Firstly, farmer shareholders will question why they should sell 3% of their investment in a high-growth, high-margin and highly profitable business to buy 60% of a consumer foods and agribusiness that is seen to be mature, has stagnant growth and lagging margins.
After all, Glanbia’s star performance nutrition business makes margins in excess of 16% and its ingredients business makes margins in excess of 9%. Meanwhile, the consumer foods and agribusiness makes margins less than 5%.
But as any investor knows, margin is only part of the story. A far better performance metric is return on invested capital. And although margins are weaker, this is a cash generative business. It must not be overlooked that it is a profitable business generating €25m to €30m every year.
Therefore, the question becomes one of value and are farmers overpaying for this business. Shareholders are being asked to spend €112m, or seven to eight times profits, to buy 60% of a profitable and stable business that fits the co-op and GII well. While there are complexities around pensions and working capital, it would seem like a reasonable number for this type of business.

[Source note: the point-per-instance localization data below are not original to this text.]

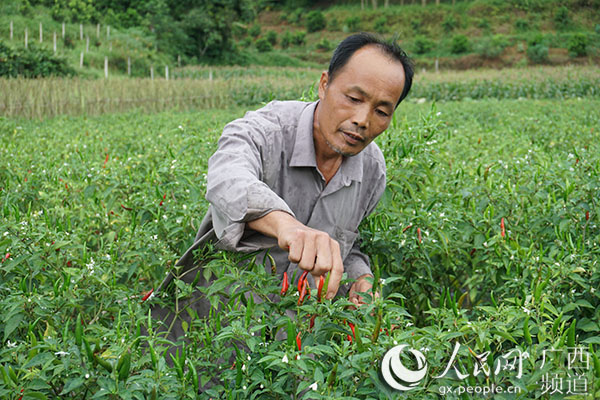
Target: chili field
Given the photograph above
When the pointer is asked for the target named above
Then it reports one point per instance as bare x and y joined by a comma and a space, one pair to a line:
485, 249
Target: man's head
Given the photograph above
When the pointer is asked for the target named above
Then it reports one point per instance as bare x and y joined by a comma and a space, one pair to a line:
366, 80
352, 43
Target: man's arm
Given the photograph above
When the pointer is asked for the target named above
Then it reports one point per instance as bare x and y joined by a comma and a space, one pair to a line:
312, 250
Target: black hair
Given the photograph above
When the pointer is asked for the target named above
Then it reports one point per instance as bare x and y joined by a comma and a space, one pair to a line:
351, 44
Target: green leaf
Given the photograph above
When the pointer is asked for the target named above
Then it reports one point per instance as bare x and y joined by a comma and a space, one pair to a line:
12, 324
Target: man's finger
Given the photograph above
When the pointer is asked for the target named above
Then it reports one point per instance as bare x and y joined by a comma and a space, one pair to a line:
337, 270
295, 249
324, 259
309, 252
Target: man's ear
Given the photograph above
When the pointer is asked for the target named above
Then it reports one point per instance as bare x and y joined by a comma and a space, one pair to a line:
323, 82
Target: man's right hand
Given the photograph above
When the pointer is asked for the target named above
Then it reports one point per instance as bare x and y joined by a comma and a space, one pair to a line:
312, 250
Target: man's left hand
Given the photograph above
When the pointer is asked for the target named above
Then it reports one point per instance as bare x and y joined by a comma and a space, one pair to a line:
361, 285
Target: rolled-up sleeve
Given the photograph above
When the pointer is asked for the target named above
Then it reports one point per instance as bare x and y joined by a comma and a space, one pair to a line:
356, 263
234, 183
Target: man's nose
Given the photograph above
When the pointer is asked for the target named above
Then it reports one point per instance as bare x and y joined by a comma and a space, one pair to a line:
361, 117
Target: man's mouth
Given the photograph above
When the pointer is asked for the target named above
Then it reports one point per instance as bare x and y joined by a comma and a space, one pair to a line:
352, 137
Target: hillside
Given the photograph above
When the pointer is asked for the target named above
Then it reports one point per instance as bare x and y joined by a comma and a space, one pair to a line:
464, 35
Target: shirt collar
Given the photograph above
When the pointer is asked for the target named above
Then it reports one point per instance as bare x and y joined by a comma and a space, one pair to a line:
303, 154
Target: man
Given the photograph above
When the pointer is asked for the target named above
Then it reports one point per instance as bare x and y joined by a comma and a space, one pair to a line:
298, 178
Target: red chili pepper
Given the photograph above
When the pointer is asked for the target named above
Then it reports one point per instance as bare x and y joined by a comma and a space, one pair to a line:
352, 329
320, 290
302, 278
312, 321
302, 292
147, 295
285, 284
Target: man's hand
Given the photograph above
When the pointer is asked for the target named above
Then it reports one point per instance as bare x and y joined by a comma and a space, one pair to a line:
361, 285
312, 250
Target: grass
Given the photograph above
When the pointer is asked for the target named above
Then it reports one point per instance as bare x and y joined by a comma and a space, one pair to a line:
242, 86
95, 210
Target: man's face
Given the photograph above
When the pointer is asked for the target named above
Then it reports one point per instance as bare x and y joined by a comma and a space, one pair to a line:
358, 104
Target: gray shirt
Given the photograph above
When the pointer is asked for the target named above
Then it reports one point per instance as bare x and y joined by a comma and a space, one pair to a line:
265, 162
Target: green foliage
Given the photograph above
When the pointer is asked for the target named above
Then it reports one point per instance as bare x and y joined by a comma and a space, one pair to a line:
32, 62
521, 25
315, 21
537, 53
263, 45
271, 37
578, 45
299, 38
76, 11
537, 50
286, 39
423, 44
87, 235
561, 17
491, 47
381, 25
254, 31
450, 23
459, 44
324, 44
352, 23
333, 24
295, 17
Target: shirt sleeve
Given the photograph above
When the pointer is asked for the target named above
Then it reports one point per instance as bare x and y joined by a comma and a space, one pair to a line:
357, 263
234, 187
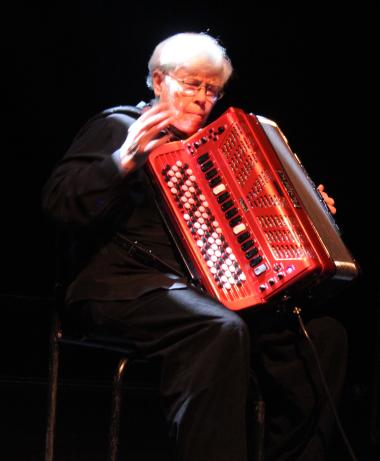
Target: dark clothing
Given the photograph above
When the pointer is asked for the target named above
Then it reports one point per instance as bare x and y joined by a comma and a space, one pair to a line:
92, 201
206, 351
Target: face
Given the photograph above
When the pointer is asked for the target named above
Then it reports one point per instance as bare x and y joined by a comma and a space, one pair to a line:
193, 107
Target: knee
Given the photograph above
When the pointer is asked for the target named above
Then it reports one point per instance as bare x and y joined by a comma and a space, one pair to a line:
231, 330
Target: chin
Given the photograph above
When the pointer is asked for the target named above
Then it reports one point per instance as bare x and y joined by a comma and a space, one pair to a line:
189, 126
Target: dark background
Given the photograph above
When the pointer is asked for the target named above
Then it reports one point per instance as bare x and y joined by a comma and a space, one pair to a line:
310, 71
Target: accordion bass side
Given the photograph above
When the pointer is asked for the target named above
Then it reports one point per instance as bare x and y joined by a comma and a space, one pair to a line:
247, 218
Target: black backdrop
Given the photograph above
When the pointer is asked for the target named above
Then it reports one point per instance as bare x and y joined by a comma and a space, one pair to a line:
310, 71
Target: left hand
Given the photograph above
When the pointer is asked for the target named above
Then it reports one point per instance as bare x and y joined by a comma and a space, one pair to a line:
330, 202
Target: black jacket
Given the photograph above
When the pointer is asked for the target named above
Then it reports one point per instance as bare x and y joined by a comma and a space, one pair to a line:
97, 209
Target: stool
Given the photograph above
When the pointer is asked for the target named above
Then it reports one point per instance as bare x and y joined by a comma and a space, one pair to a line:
57, 338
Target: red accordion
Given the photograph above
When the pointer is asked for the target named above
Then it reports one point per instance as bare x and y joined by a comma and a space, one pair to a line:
249, 220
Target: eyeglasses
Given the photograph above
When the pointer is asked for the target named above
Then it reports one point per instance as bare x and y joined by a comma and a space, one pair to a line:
191, 86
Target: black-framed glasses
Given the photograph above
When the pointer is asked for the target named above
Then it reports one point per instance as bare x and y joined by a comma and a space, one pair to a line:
191, 86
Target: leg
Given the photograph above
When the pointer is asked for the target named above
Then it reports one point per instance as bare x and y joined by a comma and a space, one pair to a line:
204, 351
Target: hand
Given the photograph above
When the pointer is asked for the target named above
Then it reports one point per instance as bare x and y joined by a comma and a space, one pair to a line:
330, 202
142, 136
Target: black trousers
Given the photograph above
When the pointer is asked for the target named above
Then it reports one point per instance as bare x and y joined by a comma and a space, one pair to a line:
207, 353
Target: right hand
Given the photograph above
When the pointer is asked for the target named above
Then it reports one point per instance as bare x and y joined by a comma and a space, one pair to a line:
142, 136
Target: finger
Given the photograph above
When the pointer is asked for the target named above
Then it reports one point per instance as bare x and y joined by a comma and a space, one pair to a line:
157, 142
154, 122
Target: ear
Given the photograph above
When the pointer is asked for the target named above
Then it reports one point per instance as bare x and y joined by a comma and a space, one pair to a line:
158, 78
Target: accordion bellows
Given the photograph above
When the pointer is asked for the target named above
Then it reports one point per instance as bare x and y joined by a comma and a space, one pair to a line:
246, 216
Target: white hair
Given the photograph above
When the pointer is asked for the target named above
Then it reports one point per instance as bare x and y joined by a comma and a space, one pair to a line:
187, 50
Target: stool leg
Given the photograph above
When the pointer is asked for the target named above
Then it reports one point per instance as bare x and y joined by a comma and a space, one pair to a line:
52, 389
116, 406
258, 405
259, 430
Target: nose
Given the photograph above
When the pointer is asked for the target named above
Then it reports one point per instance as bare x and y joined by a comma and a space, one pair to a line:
201, 96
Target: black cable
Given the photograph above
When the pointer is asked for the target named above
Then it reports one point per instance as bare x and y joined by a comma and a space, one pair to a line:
297, 311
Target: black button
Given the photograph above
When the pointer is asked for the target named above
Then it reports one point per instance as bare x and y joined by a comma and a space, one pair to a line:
256, 261
247, 245
202, 158
206, 166
227, 205
243, 237
223, 197
251, 253
231, 213
215, 181
210, 174
235, 221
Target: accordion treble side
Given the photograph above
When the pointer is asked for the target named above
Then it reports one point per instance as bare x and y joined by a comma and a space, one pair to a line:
248, 219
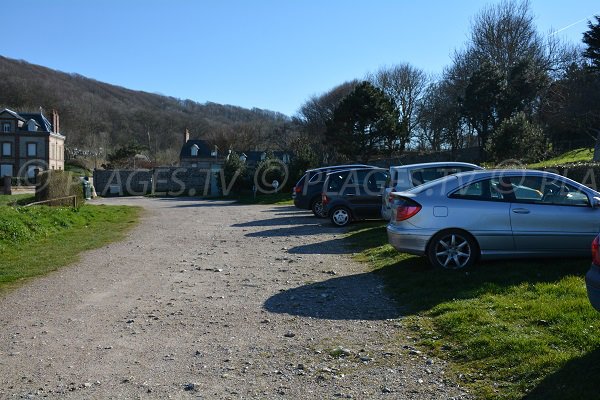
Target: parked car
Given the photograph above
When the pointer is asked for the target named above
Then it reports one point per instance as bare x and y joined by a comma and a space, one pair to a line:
308, 189
592, 278
456, 220
354, 194
404, 177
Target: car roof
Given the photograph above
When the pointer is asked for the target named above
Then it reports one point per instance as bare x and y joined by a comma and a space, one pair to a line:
436, 164
471, 176
376, 169
340, 167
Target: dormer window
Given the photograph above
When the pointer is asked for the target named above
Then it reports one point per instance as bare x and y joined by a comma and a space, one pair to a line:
31, 126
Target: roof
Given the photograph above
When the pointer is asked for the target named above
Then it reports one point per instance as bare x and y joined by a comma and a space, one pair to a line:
257, 156
13, 113
39, 118
204, 149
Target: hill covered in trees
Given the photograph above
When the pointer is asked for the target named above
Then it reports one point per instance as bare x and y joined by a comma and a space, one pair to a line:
98, 115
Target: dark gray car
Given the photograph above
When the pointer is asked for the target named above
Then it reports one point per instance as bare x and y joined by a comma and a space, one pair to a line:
354, 194
308, 189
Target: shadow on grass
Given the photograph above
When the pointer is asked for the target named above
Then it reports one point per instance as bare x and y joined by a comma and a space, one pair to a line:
577, 379
354, 297
418, 287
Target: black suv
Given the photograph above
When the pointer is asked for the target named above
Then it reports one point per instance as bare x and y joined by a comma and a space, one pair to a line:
307, 192
354, 194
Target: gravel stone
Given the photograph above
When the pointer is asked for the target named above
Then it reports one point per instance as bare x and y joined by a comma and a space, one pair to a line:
170, 327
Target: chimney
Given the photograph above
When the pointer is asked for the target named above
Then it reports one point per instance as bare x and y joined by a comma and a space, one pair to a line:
55, 121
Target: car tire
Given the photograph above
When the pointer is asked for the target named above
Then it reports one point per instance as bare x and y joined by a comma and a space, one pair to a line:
340, 216
318, 209
452, 249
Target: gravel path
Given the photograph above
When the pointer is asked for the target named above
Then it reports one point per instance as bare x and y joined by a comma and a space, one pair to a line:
213, 300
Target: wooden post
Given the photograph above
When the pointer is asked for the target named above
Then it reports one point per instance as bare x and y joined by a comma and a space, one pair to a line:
6, 181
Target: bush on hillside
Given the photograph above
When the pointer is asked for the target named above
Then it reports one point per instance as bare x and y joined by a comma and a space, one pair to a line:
55, 184
585, 173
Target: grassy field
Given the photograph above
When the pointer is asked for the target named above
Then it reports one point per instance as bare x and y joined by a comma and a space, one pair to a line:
510, 329
36, 240
16, 199
573, 156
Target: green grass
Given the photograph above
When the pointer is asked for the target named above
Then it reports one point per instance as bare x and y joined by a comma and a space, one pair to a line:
16, 199
573, 156
38, 239
509, 329
77, 170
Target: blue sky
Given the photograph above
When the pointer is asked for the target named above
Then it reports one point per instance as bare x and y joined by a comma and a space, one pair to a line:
255, 53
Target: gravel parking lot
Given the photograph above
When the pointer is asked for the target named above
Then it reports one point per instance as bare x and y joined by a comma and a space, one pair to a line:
213, 300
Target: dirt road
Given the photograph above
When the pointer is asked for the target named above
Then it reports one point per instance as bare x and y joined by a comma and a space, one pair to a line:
213, 300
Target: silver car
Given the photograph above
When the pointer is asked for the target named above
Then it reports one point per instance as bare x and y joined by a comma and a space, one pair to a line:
456, 220
404, 177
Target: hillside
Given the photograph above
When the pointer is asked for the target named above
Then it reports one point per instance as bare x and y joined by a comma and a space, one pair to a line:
97, 115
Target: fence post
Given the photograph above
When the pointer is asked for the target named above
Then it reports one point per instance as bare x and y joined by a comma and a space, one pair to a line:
7, 182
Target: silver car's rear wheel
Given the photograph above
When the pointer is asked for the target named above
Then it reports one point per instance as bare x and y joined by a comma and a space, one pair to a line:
341, 216
318, 209
452, 249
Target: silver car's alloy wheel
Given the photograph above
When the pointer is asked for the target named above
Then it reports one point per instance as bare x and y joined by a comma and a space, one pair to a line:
340, 217
452, 250
318, 210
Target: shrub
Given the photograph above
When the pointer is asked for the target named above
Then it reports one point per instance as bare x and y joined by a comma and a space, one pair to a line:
585, 173
518, 138
58, 184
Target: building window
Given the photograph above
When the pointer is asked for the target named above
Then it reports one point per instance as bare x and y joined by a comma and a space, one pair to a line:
6, 149
31, 149
31, 169
5, 170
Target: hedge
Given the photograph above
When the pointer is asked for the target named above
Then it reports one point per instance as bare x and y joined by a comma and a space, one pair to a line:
54, 184
585, 173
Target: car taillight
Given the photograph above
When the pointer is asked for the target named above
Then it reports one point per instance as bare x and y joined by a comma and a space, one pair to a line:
405, 208
595, 252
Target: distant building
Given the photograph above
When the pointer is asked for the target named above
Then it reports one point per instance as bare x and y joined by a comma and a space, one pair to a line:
198, 153
253, 158
29, 142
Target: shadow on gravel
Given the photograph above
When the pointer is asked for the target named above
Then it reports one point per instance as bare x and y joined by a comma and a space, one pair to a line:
290, 209
278, 221
193, 202
333, 246
354, 297
303, 230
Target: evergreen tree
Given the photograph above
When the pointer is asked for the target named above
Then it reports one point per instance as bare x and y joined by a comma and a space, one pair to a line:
592, 39
365, 121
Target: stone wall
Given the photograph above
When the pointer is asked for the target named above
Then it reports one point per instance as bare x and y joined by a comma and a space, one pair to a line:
167, 181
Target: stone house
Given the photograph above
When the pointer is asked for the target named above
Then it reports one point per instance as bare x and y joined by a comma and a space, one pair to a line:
29, 142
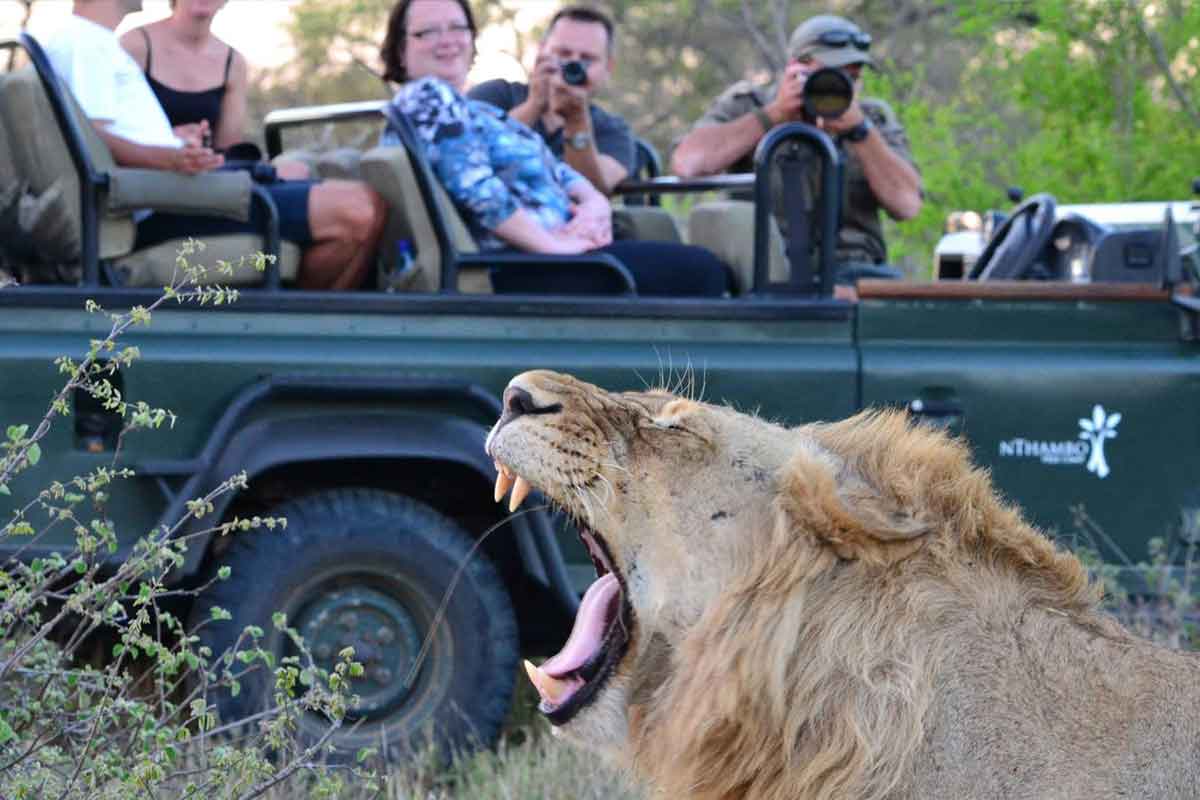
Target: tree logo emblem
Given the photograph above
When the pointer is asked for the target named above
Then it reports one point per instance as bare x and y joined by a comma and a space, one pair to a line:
1102, 426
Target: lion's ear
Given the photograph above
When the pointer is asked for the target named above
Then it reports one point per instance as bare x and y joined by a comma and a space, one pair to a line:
827, 500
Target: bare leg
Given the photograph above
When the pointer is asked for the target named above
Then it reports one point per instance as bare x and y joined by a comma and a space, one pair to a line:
347, 218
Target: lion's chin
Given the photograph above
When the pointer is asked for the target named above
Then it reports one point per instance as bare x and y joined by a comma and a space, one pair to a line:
571, 679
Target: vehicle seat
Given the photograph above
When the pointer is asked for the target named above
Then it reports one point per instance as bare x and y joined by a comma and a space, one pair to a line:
726, 227
43, 158
640, 217
389, 172
1128, 257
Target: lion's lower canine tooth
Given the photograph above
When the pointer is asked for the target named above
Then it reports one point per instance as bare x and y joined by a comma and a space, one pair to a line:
549, 687
503, 481
520, 491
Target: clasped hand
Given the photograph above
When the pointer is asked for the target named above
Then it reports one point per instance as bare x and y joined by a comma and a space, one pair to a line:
591, 224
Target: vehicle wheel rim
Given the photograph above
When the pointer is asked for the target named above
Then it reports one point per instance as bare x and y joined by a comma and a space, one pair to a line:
383, 633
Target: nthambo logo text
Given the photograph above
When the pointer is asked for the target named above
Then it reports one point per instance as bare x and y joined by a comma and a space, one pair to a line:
1087, 449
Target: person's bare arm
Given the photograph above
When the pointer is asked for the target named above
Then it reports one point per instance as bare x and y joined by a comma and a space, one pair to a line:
592, 214
233, 107
893, 180
537, 102
523, 232
187, 160
715, 148
604, 172
571, 103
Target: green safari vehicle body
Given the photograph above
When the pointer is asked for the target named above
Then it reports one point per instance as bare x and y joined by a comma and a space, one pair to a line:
361, 416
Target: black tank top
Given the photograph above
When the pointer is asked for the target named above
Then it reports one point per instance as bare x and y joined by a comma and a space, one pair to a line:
186, 107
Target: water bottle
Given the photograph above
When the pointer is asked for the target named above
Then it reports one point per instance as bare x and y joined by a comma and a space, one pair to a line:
403, 269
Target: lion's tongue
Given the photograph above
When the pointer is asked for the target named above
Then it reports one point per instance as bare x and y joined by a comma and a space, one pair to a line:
588, 630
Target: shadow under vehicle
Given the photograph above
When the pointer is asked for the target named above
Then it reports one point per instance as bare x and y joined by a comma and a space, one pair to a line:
360, 415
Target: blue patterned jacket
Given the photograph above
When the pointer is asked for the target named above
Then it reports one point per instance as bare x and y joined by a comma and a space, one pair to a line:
490, 163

A key part of this deal is that it cleans up the plc and frees up capital so that the plc can invest in higher-return businesses. Glanbia will now be seen and valued as a pure ingredients and performance nutrition business.
Institutional investors like clear business models, prefer lower levels of farmer ownership and pay higher values (price earnings) for ingredients businesses.
As the largest investors in the plc, the question then becomes should farmers welcome this higher valuation? Obviously, the higher the plc is valued, the greater the value of the co-op.
For example, since the announcement last week, shares in Glanbia have soared by 8% or €1/share. With the co-op holding about 100m shares, it means the co-op’s value has increased by €100m in the past week, almost the same value of the 60% they are going to buy.
The next question then becomes if this such a good deal, is valued fairly and is positive for the plc, why do farmers need a share spin-out sweetener to get this deal across the line?
Following the last spin-out two years ago, technically the co-op has the leeway to sell a further 3% of its plc shares to buy this business without going to shareholders. But the co-op is also proposing that an additional 2% be spun out, so a vote is needed.
For the dairy farmer, the deal to buy 60% of a consumer foods business makes pretty good sense. The dairy farmer has seen the value of having a well-invested processing arm, which did not require him/her to put his hand in his pocket to build. He/she has also seen the value of the milk supports during 2015 and 2016, when about €35m per year was paid out, the equivalent of almost 2c/l.
However, the dry shareholder, typically livestock or tillage, may feel a little short-changed. After all, what use is a cheese plant or powder plant to him/her?
While they do get an annual co-op dividend of about 10c per share, they also receive top-ups on grain (€10/t), and rebates on feed and fertiliser (€7/t). The plc share spin-out, which will yield €2,500 for every 1,000 co-op shares held even by a dry shareholder, will no doubt help sway their vote.
Then the last piece of this very complex jigsaw will be why the need to create a €40m member support fund? After all, this is farmers’ money that the co-op will use over time to support prices when markets are weak.
Clearly this brings a non-market dimension into the pricing of grain, feed, milk and fertiliser. It was particularly seen last year when Glanbia plc paid the market price for grain before the co-op boosted the price by €10/t. This distorted the market, forcing other merchants and co-ops to pay over the odds for grain. While this is positive for the farmer (in the short term), it may not be in the long-term interest of the wider industry.
The next question is how will the money flow back to farmers. Farmers must trade with the co-op to gain their share of the dividend coming from their investment in the co-op and hence plc. However, it becomes even more complex. If two farmers are equal co-op shareholders, but one has double the cows and milk of the other, then the larger farmer receives a larger dividend through member supports. Farmers may question if this is equitable and in the co-op way.
Then with all this spinning out, there is the final question of what is the minimum stake the co-op should continue to hold in the plc?
Shareholders might ask what is the benefit of owning a 30% investment in a plc, when the only direct tangible benefit is that it will return a dividend of about €11m to the co-op each year.
However, since this news broke last week, it has been rumoured that a multinational could make a takeover bid for Glanbia’s sports nutrition and ingredients business.
While very much speculation, it is something that could become reality in the future, which farmers may need to consider. The co-op’s 36% stake in the plc is worth about €2bn. If this did happen the co-op would have the first choice to buy out the 40% plc share of Glanbia Ireland.
In doing this, they would have plenty of change from €1bn, leaving a very full cheque book to allow further acquisitions in excess of €1bn.
If the co-op took back full control of Glanbia Ireland, which is estimated to make €48m, this loss of the plc dividend could be made up by the gain of the plc share of the €48m profits. As Glanbia plc is still growing at double-digit rates, the co-ops investment is increasing too.
Alternatively, instead of buying a business, if it ever sold its shares, the co-op could write a cheque for €130,000 to each of its 15,000 shareholders. While the dry shareholders may welcome this outcome, as any farmer knows, you can only sell a field once.